|Malone, Robert - Rob|
Submitted to: Geoderma
Publication Type: Peer Reviewed Journal
Publication Acceptance Date: 10/4/2006
Publication Date: 7/19/2007
Citation: Kanwar, R.S., Bakhsh, A., Malone, R.W. 2007. Role of landscape and hydrologic attributes in developing and interpreting yield clusters. Geoderma. 140:235-246. Interpretive Summary: Developing techniques to identify hydrologic and topographic factors that significantly affect crop yield patterns may help optimize agricultural management. Therefore, we investigated landscape and hydrologic attributes that affect corn/soybean yields. Soil, topographic curvature, and topographic aspect contributed significantly to yield for four of the six years.

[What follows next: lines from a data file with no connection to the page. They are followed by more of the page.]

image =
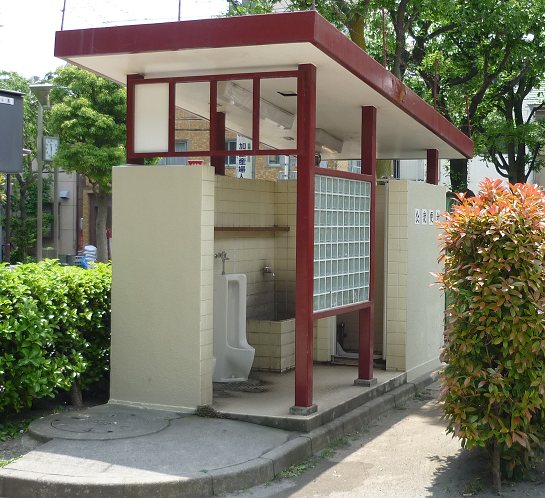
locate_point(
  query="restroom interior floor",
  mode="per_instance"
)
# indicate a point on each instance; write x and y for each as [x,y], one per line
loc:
[272,394]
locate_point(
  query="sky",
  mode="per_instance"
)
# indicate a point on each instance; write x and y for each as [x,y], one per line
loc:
[27,27]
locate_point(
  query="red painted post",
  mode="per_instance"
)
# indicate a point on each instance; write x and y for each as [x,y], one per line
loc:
[218,161]
[366,315]
[130,119]
[306,138]
[432,169]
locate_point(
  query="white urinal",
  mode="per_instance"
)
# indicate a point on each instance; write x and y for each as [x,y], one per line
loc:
[234,356]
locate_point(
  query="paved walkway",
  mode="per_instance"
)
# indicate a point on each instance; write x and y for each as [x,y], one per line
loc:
[119,452]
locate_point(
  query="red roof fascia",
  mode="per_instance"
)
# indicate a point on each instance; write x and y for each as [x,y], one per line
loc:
[264,29]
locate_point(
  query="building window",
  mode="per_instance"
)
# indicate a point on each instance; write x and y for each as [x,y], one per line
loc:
[231,161]
[354,166]
[179,146]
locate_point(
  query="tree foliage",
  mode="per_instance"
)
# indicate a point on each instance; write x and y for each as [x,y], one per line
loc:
[493,384]
[24,199]
[466,57]
[89,115]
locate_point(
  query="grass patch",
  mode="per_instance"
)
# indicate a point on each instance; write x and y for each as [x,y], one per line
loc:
[472,488]
[3,463]
[297,470]
[11,430]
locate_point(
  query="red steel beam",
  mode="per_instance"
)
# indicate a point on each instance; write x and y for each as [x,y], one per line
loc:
[432,168]
[366,315]
[304,325]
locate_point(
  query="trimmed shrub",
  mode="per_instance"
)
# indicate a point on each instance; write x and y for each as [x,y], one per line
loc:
[54,330]
[493,385]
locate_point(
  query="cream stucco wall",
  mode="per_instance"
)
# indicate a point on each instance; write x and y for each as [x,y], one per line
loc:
[162,289]
[415,310]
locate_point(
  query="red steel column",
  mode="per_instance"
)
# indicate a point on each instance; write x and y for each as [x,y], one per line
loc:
[366,315]
[219,138]
[306,138]
[432,170]
[130,119]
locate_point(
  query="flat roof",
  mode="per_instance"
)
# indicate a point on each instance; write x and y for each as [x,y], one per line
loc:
[347,77]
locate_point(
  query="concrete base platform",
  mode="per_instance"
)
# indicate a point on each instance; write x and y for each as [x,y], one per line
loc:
[182,457]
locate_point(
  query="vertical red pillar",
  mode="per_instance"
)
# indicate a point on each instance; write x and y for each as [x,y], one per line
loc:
[130,119]
[366,315]
[306,138]
[432,169]
[218,161]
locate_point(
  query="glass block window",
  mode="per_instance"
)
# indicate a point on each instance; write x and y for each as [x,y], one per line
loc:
[342,242]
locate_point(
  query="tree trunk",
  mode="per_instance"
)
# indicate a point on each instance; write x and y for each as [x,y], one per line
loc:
[76,397]
[356,29]
[496,472]
[102,217]
[458,175]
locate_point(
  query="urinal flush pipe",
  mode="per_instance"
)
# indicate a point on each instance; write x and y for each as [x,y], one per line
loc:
[224,258]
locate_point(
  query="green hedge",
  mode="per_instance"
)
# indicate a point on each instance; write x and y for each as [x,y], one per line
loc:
[54,329]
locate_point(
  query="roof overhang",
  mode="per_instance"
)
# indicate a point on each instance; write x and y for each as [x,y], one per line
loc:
[347,78]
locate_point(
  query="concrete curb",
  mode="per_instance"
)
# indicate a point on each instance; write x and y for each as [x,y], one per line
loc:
[24,484]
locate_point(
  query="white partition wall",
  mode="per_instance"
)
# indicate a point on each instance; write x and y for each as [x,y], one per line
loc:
[415,308]
[162,289]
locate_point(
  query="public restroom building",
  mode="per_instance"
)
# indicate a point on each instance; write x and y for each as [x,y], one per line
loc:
[337,243]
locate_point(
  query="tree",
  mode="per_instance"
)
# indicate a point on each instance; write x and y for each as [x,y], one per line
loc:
[89,115]
[511,138]
[476,46]
[24,193]
[493,384]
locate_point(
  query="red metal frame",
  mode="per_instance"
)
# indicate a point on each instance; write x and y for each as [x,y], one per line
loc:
[217,146]
[131,78]
[304,323]
[272,29]
[432,168]
[366,315]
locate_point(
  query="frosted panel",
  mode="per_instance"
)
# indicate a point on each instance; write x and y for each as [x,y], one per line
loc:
[342,242]
[151,117]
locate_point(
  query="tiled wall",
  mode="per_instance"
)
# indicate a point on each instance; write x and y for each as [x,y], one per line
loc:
[396,298]
[414,337]
[259,203]
[274,343]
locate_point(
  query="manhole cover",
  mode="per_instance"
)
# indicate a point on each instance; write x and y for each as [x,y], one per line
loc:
[98,423]
[101,423]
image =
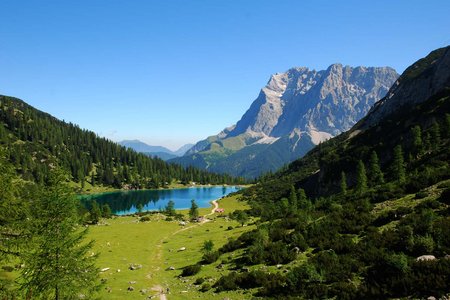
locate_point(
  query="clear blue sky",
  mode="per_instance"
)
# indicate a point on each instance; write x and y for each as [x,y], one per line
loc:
[171,72]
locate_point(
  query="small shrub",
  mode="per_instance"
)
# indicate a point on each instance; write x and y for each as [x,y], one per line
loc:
[205,287]
[211,257]
[421,195]
[191,270]
[7,268]
[445,197]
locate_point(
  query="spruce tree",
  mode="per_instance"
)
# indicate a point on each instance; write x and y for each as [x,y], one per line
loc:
[106,211]
[435,136]
[293,199]
[343,183]
[361,179]
[447,126]
[58,264]
[303,202]
[398,165]
[193,211]
[95,213]
[417,140]
[375,174]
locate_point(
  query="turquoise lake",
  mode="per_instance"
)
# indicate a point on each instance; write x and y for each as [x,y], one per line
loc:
[125,202]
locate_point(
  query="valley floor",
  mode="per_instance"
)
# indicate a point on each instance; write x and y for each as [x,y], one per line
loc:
[153,248]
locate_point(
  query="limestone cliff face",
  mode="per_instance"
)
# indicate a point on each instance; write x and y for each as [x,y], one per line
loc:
[420,81]
[295,110]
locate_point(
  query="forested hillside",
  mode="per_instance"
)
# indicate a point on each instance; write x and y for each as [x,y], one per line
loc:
[365,215]
[37,142]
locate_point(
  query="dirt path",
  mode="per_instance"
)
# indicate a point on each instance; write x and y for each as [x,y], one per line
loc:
[159,288]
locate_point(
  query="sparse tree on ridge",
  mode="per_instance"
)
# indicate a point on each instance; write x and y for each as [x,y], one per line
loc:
[193,211]
[95,212]
[398,165]
[375,173]
[361,179]
[293,201]
[343,183]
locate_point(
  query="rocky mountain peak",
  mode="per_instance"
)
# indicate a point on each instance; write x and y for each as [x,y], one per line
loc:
[419,82]
[294,111]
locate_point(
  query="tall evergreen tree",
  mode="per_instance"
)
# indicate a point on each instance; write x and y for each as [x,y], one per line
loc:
[361,179]
[417,140]
[58,266]
[375,174]
[106,211]
[398,165]
[304,202]
[193,211]
[435,132]
[95,213]
[293,201]
[447,125]
[343,183]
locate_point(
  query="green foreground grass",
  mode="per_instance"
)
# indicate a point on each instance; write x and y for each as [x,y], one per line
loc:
[155,246]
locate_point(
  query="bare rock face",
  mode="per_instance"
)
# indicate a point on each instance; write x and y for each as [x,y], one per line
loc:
[293,112]
[328,101]
[419,82]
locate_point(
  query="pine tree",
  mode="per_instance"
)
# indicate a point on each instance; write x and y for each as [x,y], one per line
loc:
[293,199]
[417,140]
[343,183]
[193,211]
[303,201]
[57,264]
[435,136]
[398,165]
[95,213]
[376,175]
[361,179]
[13,213]
[106,211]
[447,126]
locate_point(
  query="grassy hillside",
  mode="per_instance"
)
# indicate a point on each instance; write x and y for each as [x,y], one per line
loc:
[353,218]
[154,245]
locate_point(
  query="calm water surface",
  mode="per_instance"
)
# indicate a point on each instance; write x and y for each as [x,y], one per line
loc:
[125,202]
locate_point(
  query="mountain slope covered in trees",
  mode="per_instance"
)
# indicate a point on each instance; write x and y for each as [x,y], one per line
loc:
[37,142]
[365,215]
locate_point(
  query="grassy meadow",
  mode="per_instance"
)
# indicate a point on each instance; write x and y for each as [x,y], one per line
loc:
[153,247]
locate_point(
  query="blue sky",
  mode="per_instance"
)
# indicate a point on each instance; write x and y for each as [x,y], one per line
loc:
[171,72]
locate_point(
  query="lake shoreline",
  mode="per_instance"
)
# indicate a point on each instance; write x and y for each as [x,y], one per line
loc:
[108,191]
[132,202]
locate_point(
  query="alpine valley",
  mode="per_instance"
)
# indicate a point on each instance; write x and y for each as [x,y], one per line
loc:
[295,111]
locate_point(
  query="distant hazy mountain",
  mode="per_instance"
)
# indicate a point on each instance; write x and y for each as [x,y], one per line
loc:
[183,149]
[159,151]
[295,111]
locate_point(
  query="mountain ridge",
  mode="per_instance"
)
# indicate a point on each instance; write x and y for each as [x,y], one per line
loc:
[158,151]
[296,109]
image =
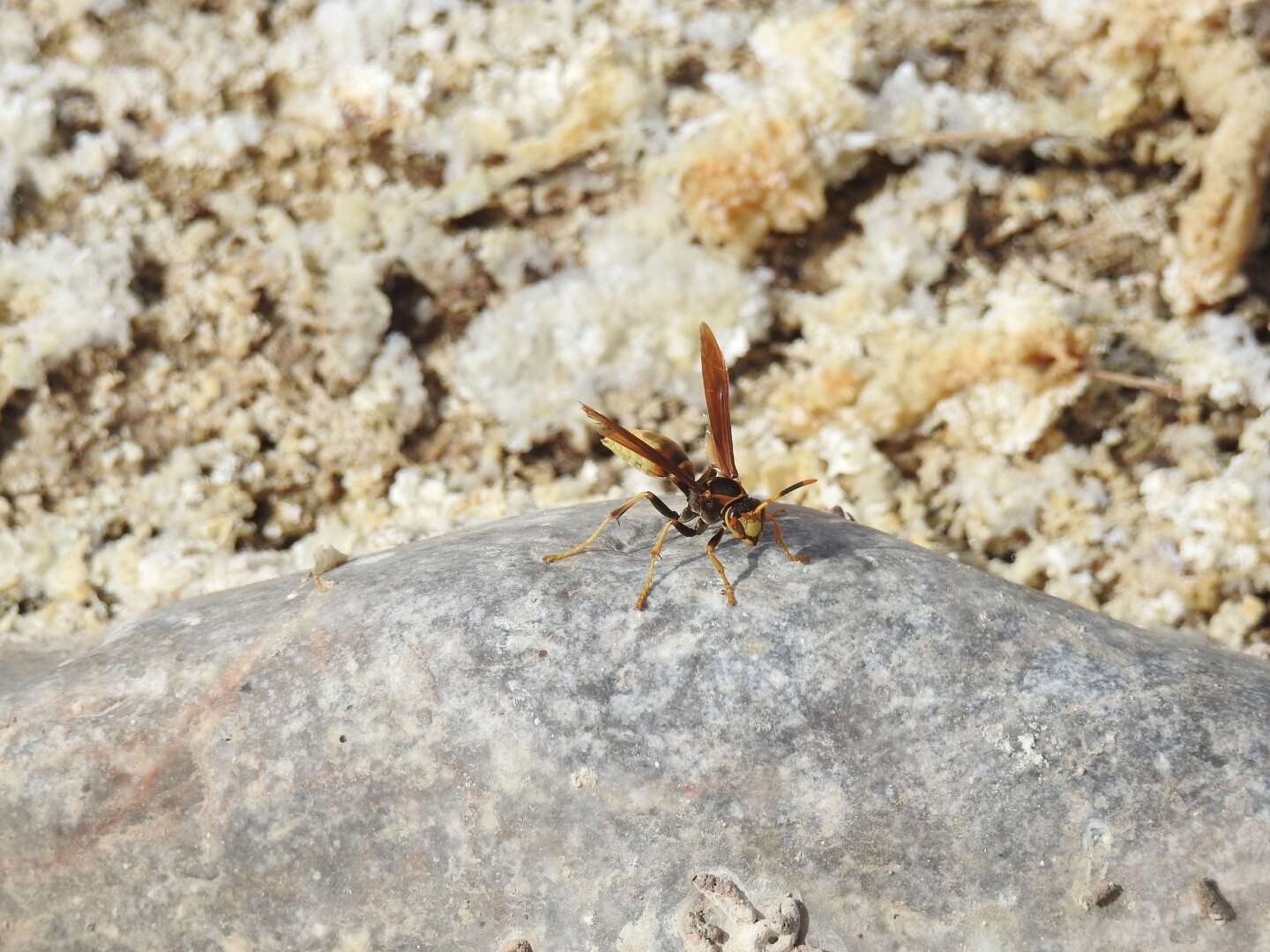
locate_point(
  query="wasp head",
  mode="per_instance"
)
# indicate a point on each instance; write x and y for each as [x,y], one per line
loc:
[744,519]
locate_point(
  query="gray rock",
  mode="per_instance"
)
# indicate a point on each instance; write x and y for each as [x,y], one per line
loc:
[459,747]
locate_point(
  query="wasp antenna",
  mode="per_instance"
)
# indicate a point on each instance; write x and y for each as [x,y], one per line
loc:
[782,493]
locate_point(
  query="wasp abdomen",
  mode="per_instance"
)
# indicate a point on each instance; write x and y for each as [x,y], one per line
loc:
[666,446]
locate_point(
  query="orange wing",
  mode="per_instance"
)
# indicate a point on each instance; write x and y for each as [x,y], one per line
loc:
[714,378]
[623,437]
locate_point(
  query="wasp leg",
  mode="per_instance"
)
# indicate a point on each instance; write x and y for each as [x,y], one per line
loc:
[652,562]
[780,537]
[616,514]
[727,585]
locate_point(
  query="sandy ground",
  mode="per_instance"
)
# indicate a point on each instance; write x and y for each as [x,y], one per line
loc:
[279,276]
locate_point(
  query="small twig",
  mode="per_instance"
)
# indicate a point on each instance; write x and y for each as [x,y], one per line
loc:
[1168,389]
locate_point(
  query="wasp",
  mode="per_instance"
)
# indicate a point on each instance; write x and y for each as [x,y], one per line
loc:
[714,496]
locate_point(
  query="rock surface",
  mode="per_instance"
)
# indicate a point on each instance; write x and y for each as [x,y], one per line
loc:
[459,747]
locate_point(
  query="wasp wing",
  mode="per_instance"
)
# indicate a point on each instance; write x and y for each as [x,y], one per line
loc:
[714,380]
[658,464]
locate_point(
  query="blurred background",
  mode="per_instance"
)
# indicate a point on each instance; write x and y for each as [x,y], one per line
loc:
[277,276]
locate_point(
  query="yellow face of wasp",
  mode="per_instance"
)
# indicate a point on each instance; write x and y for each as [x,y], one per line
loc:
[746,525]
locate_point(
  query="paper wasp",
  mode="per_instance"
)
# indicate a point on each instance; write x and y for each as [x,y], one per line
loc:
[715,495]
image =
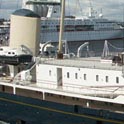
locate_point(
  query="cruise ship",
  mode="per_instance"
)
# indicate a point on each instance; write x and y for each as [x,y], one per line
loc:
[91,28]
[50,86]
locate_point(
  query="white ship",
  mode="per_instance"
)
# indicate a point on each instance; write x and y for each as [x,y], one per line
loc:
[57,87]
[91,28]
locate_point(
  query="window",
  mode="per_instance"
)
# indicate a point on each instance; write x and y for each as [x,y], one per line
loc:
[85,76]
[97,77]
[49,72]
[117,79]
[68,75]
[76,76]
[106,79]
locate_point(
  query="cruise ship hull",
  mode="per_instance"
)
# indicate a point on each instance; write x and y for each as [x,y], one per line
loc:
[76,36]
[16,109]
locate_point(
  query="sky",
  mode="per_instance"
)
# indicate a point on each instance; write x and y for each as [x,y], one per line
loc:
[112,9]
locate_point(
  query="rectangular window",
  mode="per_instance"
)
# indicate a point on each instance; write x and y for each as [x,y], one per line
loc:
[76,76]
[106,79]
[49,72]
[68,75]
[97,77]
[117,79]
[85,77]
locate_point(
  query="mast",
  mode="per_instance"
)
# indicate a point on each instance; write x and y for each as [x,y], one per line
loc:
[60,54]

The results suggest that the analysis used in this research (cluster and discriminant analysis) can be useful for identification of soil and topographic attributes affecting corn and soybean yield patterns, which should help in delineation of management zones for site-specific management practices. This work will initially help scientists develop better tools to precisely manage fields to optimize crop production. This work will eventually help decision-makers and farmers optimize agricultural management to reduce nitrate leaching to shallow groundwater and tile drains while maintaining crop production goals.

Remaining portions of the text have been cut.